Data-Driven Methods in Finance#

The Data-Driven Methods in Finance (DDMIF) course is designed to equip students with the skills necessary to use data for quantitative research in finance and trading. The curriculum is based on various reliable sources such as Quantitative Equity Portfolio Management, An Introduction to Statistical Learning, Introduction to Computational Finance and Financial Econometrics, among others.

The course uses data from reputable sources, such as Yahoo Finance, OpenBB, and WRDS. However, only established financial strategies, textbook algorithms, open-source software, and freely available datasets will be used in class. The course is computer-intensive, and students must have a basic working knowledge of Python, including Numpy, Pandas, and Matplotlib. Additionally, they should have a background in linear algebra, probability, and statistics. Familiarity with web scraping (e.g., Beautifulsoup), optimization packages (e.g., Gurobi or CVXPY), Operation Research topics, and the Google Colab environment is recommended.

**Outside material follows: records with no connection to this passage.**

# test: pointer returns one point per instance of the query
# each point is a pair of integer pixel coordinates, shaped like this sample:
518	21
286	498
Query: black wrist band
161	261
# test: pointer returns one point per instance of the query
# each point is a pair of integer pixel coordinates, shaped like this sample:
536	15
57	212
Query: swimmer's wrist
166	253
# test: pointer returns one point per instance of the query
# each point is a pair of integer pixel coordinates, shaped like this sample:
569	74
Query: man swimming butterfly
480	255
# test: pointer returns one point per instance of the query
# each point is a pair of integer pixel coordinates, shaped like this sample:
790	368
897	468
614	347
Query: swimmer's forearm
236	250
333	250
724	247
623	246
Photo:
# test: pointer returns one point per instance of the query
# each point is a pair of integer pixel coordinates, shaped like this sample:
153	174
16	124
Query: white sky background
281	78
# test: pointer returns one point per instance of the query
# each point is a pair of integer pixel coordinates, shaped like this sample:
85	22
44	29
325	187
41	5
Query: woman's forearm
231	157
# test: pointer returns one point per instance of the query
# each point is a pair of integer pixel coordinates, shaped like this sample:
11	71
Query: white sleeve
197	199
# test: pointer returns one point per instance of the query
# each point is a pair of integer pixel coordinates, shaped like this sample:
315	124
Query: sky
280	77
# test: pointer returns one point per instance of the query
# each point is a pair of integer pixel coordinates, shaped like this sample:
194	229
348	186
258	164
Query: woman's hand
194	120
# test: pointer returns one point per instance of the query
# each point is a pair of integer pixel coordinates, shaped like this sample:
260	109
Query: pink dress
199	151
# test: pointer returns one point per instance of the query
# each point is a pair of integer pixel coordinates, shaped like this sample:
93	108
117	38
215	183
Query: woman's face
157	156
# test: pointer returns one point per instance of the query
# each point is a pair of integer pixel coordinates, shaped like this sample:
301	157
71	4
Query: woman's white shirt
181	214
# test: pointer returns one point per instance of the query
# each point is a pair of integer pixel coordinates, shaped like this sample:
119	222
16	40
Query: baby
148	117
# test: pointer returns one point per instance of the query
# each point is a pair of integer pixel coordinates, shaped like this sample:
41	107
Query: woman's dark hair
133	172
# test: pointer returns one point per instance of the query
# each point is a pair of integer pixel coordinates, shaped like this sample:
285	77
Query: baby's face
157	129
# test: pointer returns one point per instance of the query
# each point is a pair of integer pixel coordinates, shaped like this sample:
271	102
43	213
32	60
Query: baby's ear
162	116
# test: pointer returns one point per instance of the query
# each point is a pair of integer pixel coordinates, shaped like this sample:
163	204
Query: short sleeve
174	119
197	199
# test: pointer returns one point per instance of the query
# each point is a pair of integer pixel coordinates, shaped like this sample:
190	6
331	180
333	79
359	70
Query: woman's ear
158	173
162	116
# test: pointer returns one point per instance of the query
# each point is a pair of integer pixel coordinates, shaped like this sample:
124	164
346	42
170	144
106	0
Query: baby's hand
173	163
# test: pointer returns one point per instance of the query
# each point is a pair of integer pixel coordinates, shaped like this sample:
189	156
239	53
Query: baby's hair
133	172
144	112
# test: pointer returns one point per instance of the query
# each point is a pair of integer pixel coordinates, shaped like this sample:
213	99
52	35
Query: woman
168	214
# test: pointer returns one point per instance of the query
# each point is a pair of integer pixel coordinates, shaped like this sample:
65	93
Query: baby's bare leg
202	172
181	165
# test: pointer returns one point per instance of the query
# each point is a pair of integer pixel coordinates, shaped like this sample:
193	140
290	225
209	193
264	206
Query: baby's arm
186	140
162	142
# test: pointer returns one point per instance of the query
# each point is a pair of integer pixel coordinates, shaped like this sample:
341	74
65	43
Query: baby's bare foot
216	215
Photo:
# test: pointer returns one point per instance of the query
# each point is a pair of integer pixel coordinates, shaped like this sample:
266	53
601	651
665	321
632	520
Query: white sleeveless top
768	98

The DDMIF course covers various critical topics, such as sample statistics, forecasting, machine learning methods, data scraping, and MLOps. The course focuses on the primary data science workflow that involves generating ideas, sourcing information, extracting features, combining signals, optimizing decisions, and evaluating performance. One unique aspect of the course is an in-class real-time financial forecasting competition, similar to the M6 competition. This competition provides students with valuable hands-on experience and prepares them to apply their learning in real-world financial situations.

The DDMIF course is offered at the Industrial Engineering and Operations Research department at Columbia University. The material has been developed and refined over time, drawing upon the instructor’s extensive experience in teaching related courses. The material has evolved from previous courses on Operations Research and Optimization taught at the Tandon School of Engineering of New York University.

Disclaimer#

The course material is based solely on the textbooks mentioned in the course description and is intended to provide education on using data science and machine learning methods to analyze financial data. The course does not offer any investment advice or pre-constructed trading algorithms. The views expressed in the course do not necessarily represent those of the author, affiliated entities, or agencies.

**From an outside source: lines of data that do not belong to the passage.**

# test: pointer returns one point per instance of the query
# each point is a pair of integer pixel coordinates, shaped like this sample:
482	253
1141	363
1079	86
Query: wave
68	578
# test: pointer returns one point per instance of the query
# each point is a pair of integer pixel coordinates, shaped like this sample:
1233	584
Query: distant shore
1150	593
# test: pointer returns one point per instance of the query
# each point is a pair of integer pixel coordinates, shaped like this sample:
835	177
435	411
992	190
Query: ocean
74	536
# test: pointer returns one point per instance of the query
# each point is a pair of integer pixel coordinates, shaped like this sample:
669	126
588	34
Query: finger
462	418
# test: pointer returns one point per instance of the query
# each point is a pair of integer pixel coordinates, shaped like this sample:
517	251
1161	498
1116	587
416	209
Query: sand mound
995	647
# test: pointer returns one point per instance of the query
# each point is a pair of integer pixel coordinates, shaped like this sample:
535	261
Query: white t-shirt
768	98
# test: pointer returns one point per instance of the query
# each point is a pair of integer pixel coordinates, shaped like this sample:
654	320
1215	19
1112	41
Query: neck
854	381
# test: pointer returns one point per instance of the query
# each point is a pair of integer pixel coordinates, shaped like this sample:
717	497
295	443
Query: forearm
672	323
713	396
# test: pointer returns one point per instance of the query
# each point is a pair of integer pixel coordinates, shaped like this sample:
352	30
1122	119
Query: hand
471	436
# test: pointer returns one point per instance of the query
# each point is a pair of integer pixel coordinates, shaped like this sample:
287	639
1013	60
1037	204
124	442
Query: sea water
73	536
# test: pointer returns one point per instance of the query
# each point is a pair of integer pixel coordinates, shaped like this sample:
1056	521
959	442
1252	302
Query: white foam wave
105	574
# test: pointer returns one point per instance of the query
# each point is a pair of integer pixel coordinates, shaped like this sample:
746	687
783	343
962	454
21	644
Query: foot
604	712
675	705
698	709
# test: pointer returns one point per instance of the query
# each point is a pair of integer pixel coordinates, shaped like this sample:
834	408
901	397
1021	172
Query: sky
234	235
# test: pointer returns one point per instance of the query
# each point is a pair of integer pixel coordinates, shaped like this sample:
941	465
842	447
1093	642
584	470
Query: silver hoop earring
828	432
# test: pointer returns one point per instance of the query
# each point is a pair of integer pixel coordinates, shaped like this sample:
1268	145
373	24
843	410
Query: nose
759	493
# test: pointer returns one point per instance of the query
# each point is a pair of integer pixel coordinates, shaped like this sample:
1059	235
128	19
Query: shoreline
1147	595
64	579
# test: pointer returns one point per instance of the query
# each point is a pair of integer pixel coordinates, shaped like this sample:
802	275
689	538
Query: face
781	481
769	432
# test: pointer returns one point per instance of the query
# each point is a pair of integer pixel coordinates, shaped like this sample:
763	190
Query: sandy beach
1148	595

The objective of the course is to highlight the challenges that arise when applying data science and machine learning methods to financial data. These challenges include a brief history, non-stationarity, shifts in market conditions, and low signal content, which can make it difficult to achieve robust results. The topics covered in the course are intended to provide a reference for using these methods to make informed investment decisions in a systematic and scientific manner.